Where does drunk driving fall?  DUI carries increasingly severe criminal penalties: jail sentences, extensive license suspensions, stiff fines, alcohol education programs, ignition interlock devices, probation, and often more.  Is it inherently bad, or is it bad because we’ve decided to punish it — possibly for unrecognized moral reasons? 

There is no victim in the vast majority of DUI cases.  However, the severity of the punishment would seem to indicate this to be a malum in se offense, presumably on the grounds that there is a possibility that someone could be injured or killed. According to MADD’s own statistics, there were 159 million alcohol-impaired trips in one recent year, with 11,773 alcohol-related fatalities. So it is dangerous, although the likelihood of a death is very small:  about 1 in every 13,500 DUI incidents, according to MADD’s figures. One must add to this, of course, the likelihood of non-fatal injury.

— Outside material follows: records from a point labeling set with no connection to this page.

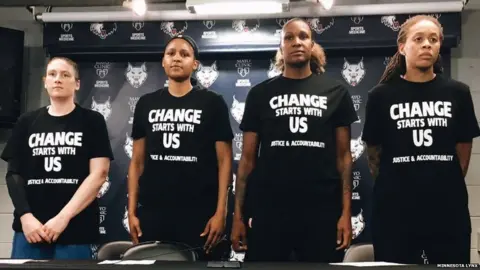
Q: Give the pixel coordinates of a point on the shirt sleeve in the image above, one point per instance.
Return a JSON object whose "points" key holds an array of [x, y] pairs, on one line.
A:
{"points": [[139, 126], [466, 120], [15, 147], [222, 129], [372, 129], [100, 141], [345, 113], [251, 115]]}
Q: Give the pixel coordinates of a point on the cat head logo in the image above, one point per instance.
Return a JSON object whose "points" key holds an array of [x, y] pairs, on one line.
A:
{"points": [[246, 26], [103, 30], [358, 224], [207, 75], [209, 24], [356, 19], [105, 187], [273, 71], [282, 21], [391, 22], [320, 25], [128, 146], [104, 108], [174, 28], [66, 26], [136, 75], [357, 147], [237, 110], [353, 73], [138, 25]]}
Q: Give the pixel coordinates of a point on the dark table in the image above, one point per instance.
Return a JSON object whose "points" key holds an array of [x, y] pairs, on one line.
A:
{"points": [[162, 265]]}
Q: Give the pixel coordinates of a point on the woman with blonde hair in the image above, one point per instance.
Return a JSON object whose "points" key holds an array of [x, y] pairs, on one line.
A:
{"points": [[303, 170]]}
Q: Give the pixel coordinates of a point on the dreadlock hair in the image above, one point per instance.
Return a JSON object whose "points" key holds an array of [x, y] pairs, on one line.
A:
{"points": [[397, 65], [318, 59]]}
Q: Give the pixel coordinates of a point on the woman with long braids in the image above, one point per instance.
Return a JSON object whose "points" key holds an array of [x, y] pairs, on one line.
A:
{"points": [[419, 128]]}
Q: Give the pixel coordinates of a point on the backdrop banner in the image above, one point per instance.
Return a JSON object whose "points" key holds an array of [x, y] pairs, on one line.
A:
{"points": [[234, 35], [120, 62]]}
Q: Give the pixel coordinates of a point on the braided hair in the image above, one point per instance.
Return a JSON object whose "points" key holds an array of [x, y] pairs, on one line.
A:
{"points": [[397, 65], [318, 58]]}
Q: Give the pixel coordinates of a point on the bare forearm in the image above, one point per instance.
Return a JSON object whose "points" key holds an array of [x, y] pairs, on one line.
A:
{"points": [[86, 193], [374, 154], [134, 172], [464, 151], [224, 174], [344, 165], [244, 169]]}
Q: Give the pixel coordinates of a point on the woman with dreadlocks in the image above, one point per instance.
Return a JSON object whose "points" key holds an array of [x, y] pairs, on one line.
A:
{"points": [[419, 128]]}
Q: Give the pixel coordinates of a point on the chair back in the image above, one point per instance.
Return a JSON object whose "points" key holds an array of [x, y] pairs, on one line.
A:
{"points": [[359, 253], [113, 250], [161, 251]]}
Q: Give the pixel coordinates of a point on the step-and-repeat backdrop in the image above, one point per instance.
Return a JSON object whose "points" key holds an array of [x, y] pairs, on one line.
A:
{"points": [[113, 85]]}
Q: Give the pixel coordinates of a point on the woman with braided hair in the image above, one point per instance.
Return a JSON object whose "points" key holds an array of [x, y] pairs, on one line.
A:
{"points": [[419, 128]]}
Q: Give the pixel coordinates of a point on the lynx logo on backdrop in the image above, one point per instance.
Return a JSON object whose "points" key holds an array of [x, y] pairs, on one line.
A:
{"points": [[209, 24], [246, 26], [139, 35], [132, 103], [273, 70], [103, 30], [391, 22], [420, 118], [281, 22], [104, 189], [353, 73], [136, 75], [207, 75], [237, 110], [128, 146], [238, 139], [94, 250], [358, 224], [357, 147], [356, 30], [356, 182], [104, 108], [103, 214], [66, 27], [387, 60], [101, 69], [125, 223], [357, 102], [320, 25], [243, 69], [174, 28]]}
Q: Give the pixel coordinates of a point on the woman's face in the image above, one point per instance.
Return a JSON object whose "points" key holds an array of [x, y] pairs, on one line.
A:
{"points": [[422, 45], [60, 80], [179, 60]]}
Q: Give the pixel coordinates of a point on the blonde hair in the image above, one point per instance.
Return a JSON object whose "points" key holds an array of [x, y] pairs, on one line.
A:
{"points": [[318, 61]]}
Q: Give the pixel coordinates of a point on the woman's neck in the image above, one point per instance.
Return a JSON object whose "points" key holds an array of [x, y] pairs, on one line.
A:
{"points": [[61, 107], [179, 89], [416, 75]]}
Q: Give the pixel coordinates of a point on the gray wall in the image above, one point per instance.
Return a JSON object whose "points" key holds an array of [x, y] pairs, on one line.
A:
{"points": [[465, 67]]}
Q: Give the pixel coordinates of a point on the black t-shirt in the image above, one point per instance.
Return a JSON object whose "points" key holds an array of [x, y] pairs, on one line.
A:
{"points": [[420, 182], [53, 153], [296, 121], [181, 166]]}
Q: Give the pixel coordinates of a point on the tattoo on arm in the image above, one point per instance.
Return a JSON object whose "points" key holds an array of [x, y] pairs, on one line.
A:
{"points": [[374, 153]]}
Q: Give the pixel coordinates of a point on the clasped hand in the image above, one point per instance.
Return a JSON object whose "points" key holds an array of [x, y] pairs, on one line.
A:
{"points": [[36, 232]]}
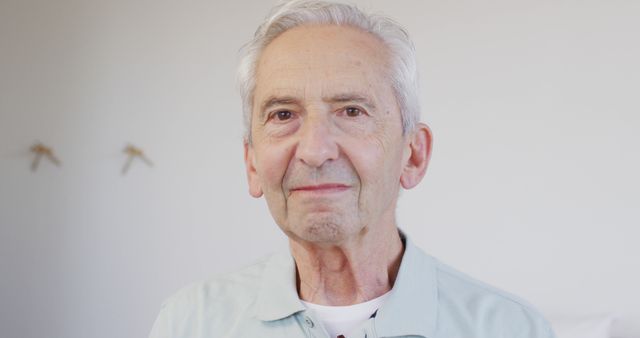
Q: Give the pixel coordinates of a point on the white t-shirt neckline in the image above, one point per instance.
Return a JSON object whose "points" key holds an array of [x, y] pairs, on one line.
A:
{"points": [[340, 320]]}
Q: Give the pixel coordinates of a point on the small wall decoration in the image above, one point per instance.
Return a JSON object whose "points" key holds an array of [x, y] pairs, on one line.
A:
{"points": [[133, 153], [42, 151]]}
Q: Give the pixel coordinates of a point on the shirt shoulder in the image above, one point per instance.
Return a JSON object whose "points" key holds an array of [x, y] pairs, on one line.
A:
{"points": [[203, 307], [483, 310]]}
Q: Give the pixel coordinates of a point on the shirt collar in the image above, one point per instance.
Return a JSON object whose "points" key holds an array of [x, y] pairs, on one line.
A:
{"points": [[278, 294], [412, 306], [410, 309]]}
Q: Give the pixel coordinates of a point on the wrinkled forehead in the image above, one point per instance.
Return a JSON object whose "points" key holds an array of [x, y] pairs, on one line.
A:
{"points": [[325, 59]]}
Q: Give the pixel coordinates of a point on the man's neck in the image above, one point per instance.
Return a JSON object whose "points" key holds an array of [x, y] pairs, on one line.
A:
{"points": [[353, 272]]}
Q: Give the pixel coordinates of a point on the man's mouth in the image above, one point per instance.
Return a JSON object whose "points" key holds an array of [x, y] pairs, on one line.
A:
{"points": [[321, 188]]}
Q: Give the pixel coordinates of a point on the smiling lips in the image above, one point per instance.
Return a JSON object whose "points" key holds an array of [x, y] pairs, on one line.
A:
{"points": [[321, 188]]}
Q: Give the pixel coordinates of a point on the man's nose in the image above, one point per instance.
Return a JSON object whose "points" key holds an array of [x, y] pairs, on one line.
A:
{"points": [[316, 143]]}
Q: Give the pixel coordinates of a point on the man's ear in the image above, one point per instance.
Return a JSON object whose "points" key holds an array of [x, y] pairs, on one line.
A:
{"points": [[252, 175], [416, 156]]}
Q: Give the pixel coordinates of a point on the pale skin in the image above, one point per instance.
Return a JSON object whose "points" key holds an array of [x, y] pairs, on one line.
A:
{"points": [[329, 155]]}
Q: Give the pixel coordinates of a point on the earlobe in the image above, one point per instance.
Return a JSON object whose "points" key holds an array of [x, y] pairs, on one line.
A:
{"points": [[255, 189], [417, 160]]}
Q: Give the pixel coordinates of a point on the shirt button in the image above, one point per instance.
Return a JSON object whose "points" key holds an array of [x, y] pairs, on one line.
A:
{"points": [[308, 321]]}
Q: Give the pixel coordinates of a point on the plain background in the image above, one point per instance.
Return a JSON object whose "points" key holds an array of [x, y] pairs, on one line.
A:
{"points": [[533, 184]]}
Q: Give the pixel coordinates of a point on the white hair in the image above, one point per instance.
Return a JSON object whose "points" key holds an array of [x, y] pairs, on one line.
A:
{"points": [[290, 14]]}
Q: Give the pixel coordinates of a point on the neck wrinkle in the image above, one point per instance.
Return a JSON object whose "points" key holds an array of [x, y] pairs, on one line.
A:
{"points": [[347, 274]]}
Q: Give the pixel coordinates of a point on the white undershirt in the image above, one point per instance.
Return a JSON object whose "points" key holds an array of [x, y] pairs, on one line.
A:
{"points": [[343, 319]]}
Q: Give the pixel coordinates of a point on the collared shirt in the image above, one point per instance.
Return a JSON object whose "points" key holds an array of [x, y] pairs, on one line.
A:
{"points": [[428, 299]]}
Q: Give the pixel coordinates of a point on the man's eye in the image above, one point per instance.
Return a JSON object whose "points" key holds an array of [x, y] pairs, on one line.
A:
{"points": [[283, 115], [353, 111]]}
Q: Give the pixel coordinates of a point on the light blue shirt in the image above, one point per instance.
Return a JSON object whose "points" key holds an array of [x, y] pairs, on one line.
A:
{"points": [[428, 299]]}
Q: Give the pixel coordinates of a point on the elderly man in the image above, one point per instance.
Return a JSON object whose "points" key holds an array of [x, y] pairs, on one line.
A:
{"points": [[331, 107]]}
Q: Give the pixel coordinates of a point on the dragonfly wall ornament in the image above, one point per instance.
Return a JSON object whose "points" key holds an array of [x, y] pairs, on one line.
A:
{"points": [[42, 151], [133, 153]]}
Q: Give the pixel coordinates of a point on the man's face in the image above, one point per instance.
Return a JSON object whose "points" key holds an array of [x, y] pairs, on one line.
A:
{"points": [[328, 149]]}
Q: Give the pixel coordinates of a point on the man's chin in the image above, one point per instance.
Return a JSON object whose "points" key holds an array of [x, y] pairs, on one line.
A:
{"points": [[323, 231]]}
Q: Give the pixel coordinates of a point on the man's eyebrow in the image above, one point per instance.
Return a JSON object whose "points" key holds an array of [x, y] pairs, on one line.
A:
{"points": [[351, 97], [274, 101]]}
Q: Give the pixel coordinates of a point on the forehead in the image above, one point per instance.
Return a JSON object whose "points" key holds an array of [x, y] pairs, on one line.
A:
{"points": [[323, 60]]}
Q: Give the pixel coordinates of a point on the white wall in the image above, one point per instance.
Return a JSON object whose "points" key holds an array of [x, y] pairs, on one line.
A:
{"points": [[533, 185]]}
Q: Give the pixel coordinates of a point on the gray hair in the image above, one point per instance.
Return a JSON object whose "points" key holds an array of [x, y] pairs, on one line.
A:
{"points": [[291, 14]]}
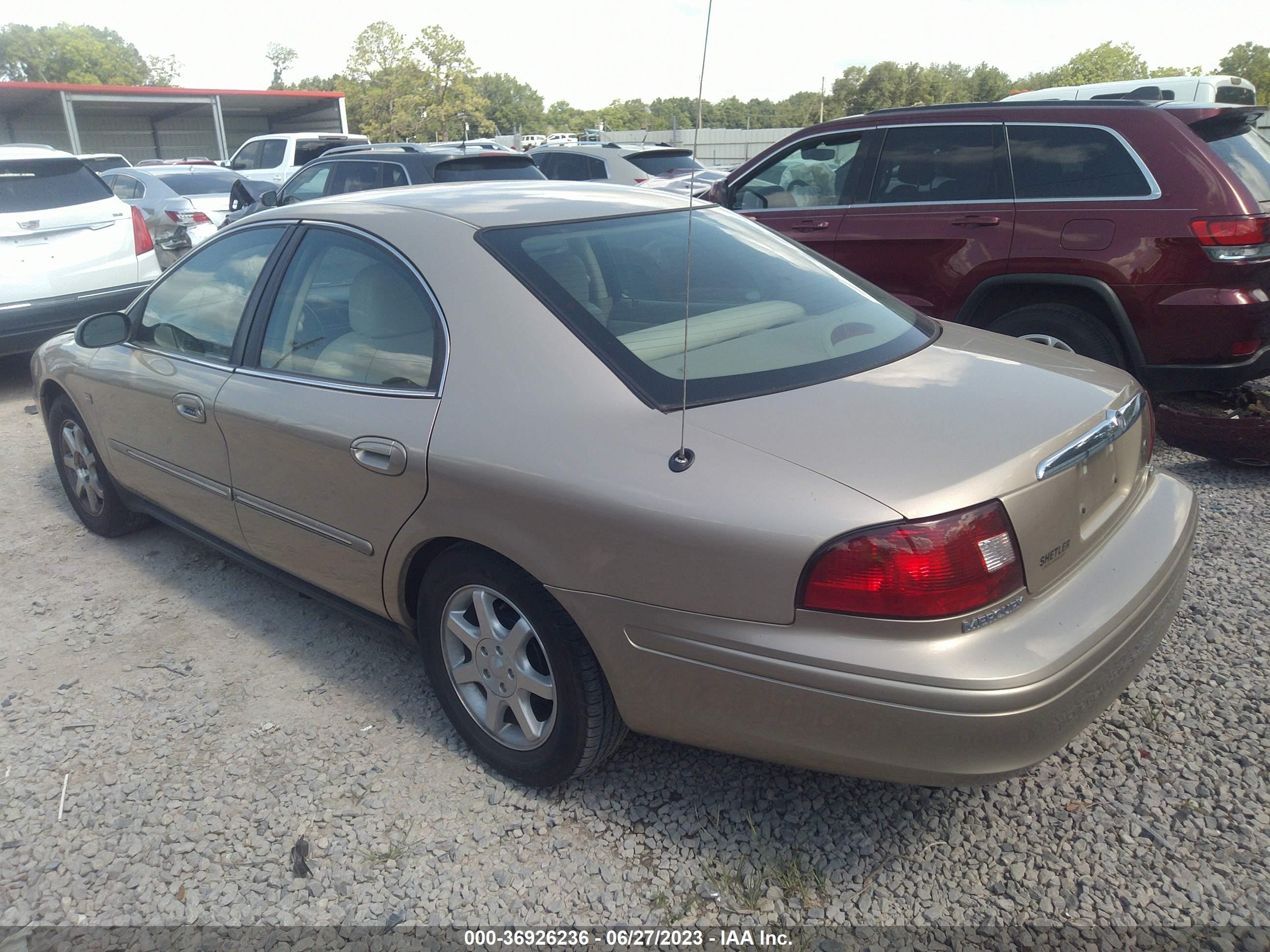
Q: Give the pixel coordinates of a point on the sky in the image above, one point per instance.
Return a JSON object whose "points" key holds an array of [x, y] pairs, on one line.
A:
{"points": [[591, 52]]}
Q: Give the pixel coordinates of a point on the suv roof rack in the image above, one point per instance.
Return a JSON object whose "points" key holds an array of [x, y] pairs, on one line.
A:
{"points": [[1016, 103], [379, 147]]}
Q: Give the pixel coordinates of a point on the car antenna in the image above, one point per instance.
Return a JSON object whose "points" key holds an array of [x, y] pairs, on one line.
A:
{"points": [[683, 459]]}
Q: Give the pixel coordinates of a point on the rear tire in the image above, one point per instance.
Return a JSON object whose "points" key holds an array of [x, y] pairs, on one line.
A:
{"points": [[84, 476], [1065, 328], [473, 605]]}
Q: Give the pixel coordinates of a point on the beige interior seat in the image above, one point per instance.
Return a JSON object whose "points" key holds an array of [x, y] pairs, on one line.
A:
{"points": [[391, 337]]}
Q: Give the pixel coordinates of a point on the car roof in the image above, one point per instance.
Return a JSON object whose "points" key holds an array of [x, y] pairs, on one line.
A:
{"points": [[494, 204], [12, 153]]}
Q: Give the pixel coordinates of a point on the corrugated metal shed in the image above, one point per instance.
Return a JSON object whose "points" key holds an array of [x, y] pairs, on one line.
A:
{"points": [[155, 122]]}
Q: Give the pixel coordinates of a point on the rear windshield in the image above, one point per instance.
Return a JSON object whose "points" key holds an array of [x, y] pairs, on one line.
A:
{"points": [[198, 183], [112, 162], [662, 163], [1249, 158], [764, 312], [35, 185], [488, 168], [309, 149]]}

So….Do we severely punish drunk driving solely because it is dangerous to human life — or is it at least partly because of a moral judgment about alcohol?

Before we answer that, let’s apply the same analysis to distracted driving — driving while talking on a cell phone or while texting (DWT), for example.  In many states it is perfectly legal to engage in such behavior; in others, it carries a minor fine with no other consequences (in California, for example, there is a small fine, there is no criminal record – and the police rarely enforce the law).

Yet….All of the recent studies have come to the same conclusion:  distracted driving is at least as dangerous to human life as drunk driving.  See my earlier posts, Alcohol vs Cell Phone: Which Is More Dangerous?Driving Under the Influence of…a Cell PhoneMost Dangerous: Drunk, Drowsy or Distracted?The Difference Between DUI and DWT Is…?Inebriated or Texting – Which Is More Dangerous When Driving?Feds Crack Down on DUI – and Cover Up DWT,

So….If the risk of harm is similar, why the huge disparity in the laws?  Why is one morally condemned and harshly punished — while the other receives a slap on the hand, if that?

If I haven’t made it clear, my point is not that drunk driving should be legal:  it is dangerous and should be punished.  But the punishment should be based upon the degree of danger — not upon a prohibitionist condemnation of alcohol.  And equivalent punishments should be meted out for distracted driving.